Andererseits hat er es vielleicht gerade so geschafft, die türkis-grüne Koalition trotz vieler Untiefen stabil auf Kurs zu halten. Weder der ÖVP-Korruptionsausschuss, noch die Aussageprotokolle von Thomas Schmid, noch die Energiekrise verbunden mit der hohen Inflation, noch der Ukraine-Krieg, noch das Veto des Innenministers gegen die Erweiterung des EU-Schengenraumes und vor allem nicht die vielen Misstrauens- und Neuwahlanträge der Opposition haben die beiden Welten ins Wanken gebracht.
Dabei ist es sicherlich keine Wohlfühlkoalition. Vor allem der Auftritt der grünen Abgeordneten Nina Tomaselli im U-Ausschuss hat in der ÖVP immer wieder für Spannungen gesorgt.
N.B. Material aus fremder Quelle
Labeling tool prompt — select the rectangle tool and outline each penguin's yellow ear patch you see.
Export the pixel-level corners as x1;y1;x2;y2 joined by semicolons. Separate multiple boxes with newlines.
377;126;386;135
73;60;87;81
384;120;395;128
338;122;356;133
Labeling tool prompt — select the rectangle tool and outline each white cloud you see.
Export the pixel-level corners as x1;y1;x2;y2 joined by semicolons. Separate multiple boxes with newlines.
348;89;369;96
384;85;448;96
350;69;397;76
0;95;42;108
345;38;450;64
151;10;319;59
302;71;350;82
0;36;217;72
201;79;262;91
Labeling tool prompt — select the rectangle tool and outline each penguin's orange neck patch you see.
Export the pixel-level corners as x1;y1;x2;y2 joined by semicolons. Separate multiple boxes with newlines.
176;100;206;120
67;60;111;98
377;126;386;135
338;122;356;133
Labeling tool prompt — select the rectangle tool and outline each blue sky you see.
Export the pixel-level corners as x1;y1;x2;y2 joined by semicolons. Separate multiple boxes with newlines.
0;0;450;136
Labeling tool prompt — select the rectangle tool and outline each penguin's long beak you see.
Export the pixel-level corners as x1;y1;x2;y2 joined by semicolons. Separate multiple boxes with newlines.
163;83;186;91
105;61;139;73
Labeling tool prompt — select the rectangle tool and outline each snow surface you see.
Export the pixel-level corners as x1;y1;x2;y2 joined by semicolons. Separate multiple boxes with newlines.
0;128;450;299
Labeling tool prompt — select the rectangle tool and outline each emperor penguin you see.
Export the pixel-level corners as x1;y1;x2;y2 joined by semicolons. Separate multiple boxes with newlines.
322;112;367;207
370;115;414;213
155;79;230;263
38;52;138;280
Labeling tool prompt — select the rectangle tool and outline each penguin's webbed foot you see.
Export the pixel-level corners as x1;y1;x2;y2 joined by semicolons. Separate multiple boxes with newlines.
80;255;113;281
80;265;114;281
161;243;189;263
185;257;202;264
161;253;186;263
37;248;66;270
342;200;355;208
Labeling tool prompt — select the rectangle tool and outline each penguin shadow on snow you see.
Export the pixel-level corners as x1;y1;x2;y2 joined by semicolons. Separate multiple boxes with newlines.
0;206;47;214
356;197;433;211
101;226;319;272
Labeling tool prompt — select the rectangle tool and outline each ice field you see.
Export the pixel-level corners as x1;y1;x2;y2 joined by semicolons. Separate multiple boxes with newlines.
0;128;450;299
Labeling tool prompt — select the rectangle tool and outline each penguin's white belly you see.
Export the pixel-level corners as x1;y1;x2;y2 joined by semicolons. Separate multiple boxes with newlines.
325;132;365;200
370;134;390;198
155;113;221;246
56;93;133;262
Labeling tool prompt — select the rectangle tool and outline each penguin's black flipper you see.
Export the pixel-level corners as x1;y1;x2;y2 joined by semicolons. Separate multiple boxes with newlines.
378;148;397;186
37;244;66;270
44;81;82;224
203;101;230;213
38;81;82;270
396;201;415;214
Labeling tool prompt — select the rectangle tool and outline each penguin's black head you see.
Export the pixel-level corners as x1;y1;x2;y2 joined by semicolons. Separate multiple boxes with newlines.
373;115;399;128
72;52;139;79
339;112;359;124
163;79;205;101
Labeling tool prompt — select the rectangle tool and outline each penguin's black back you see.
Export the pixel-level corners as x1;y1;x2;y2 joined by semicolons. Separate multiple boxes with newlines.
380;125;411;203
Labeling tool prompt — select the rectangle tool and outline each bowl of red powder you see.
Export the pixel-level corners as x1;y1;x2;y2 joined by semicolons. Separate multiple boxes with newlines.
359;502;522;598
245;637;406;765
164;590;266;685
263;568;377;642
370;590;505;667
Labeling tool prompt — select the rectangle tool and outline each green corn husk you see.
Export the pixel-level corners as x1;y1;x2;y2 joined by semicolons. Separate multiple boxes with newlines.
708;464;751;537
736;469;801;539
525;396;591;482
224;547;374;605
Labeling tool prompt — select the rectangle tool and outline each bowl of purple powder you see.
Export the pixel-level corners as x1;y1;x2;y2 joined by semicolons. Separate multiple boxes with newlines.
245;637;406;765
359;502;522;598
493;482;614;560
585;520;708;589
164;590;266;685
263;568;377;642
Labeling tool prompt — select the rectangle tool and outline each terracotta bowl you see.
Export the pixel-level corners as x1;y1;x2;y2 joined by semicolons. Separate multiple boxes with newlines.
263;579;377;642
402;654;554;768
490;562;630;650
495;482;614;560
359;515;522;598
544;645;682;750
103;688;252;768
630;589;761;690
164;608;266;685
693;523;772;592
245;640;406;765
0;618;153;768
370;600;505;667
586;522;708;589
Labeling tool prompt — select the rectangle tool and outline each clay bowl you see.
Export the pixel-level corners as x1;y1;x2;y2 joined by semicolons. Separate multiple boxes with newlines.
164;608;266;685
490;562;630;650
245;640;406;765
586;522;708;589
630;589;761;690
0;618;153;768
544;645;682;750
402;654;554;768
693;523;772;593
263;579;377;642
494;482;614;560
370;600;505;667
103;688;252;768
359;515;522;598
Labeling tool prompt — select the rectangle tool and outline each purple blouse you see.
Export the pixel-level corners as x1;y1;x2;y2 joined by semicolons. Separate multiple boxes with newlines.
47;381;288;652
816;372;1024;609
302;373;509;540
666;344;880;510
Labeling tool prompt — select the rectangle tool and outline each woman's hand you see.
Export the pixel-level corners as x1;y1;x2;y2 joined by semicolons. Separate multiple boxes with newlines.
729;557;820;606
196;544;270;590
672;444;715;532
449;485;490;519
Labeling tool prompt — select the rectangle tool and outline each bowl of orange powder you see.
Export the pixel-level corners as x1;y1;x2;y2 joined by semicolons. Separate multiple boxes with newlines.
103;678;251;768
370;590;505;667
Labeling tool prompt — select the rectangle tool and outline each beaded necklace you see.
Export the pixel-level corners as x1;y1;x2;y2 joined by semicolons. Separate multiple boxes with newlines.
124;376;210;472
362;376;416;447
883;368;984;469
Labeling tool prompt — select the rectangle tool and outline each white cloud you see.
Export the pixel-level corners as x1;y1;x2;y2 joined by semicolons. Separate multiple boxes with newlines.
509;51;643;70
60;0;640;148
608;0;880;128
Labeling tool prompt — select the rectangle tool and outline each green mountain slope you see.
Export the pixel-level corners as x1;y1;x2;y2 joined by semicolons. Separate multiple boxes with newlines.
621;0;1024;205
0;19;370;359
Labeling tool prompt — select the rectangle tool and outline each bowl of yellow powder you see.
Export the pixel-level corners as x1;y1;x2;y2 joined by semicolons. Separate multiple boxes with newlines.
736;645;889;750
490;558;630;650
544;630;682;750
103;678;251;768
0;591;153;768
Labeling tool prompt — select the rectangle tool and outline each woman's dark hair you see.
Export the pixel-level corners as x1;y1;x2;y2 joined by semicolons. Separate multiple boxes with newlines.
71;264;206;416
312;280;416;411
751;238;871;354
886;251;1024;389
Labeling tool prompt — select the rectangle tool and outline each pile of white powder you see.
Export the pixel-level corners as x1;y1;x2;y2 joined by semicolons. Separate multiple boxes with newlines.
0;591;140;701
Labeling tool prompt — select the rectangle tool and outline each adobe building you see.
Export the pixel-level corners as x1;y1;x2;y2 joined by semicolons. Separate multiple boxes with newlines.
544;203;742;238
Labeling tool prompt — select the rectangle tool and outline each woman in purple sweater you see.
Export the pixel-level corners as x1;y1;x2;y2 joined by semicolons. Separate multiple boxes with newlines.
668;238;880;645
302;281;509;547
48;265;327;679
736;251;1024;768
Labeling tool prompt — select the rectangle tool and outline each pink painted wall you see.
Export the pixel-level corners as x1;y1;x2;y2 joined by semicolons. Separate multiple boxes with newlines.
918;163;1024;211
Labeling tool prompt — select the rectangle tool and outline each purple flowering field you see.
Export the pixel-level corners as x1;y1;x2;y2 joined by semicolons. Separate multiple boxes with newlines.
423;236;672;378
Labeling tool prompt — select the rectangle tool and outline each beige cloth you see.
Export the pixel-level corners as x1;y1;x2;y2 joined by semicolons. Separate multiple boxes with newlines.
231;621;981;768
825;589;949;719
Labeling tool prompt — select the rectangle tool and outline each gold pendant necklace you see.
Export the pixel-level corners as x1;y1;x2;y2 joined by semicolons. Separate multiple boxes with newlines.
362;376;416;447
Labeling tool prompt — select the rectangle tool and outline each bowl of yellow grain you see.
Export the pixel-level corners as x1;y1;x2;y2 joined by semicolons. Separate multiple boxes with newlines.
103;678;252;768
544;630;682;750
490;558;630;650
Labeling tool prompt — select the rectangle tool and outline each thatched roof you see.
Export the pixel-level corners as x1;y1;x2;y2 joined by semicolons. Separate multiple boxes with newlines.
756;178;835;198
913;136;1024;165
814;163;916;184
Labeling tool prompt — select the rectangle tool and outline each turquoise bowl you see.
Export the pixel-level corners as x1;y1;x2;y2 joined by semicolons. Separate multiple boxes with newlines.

Genauso der Widerstand der grünen Ministerin Leonore Gewessler gegen weitere Straßenbauten. Umgekehrt musste der grüne Klub beruhigt werden, wenn die ÖVP das Asylthema wieder einmal ganz prominent gespielt hat. Vor Weihnachten soll es sogar einen so heftigen Konflikt zwischen dem neuen ÖVP-Generalsekretär Christian Stocker und der grünen Klubobfrau Sigrid Maurer gegeben haben, dass manche Beobachter schon das Ende der Zusammenarbeit befürchtet hatten. Dazu aber ist die Achse zwischen Kanzler Karl Nehammer und Vizekanzler Werner Kogler sowie jene zwischen den Klubobleuten August Wöginger und Sigrid Maurer zu stark, als dass sie solche innerkoalitionären Stürme nicht überstehen würde.
Bei der Regierungsklausur jedenfalls wirkte die türkis-grüne Stimmung so harmonisch, als ob es nie Differenzen gegeben hätte. Trotz der Kompromisse, die beide Seiten eingehen mussten, etwa beim Thema Erneuerbare Energien. Es sollten nicht die geringsten Zweifel daran aufkommen, dass bis zum Ende der Legislaturperiode im Herbst 2024 durchgearbeitet wird.
In den Umfragen hat sich diese Arbeit bisher überhaupt nicht niedergeschlagen. Die werden weiterhin von der FPÖ und der SPÖ dominiert. ÖVP und Grüne würden demnach gemeinsam gerade einmal 30 Prozent schaffen. Aber je länger die türkis-grüne Regierung durchhält, desto größer wird die Herausforderung für die Opposition, diesen Level zu halten.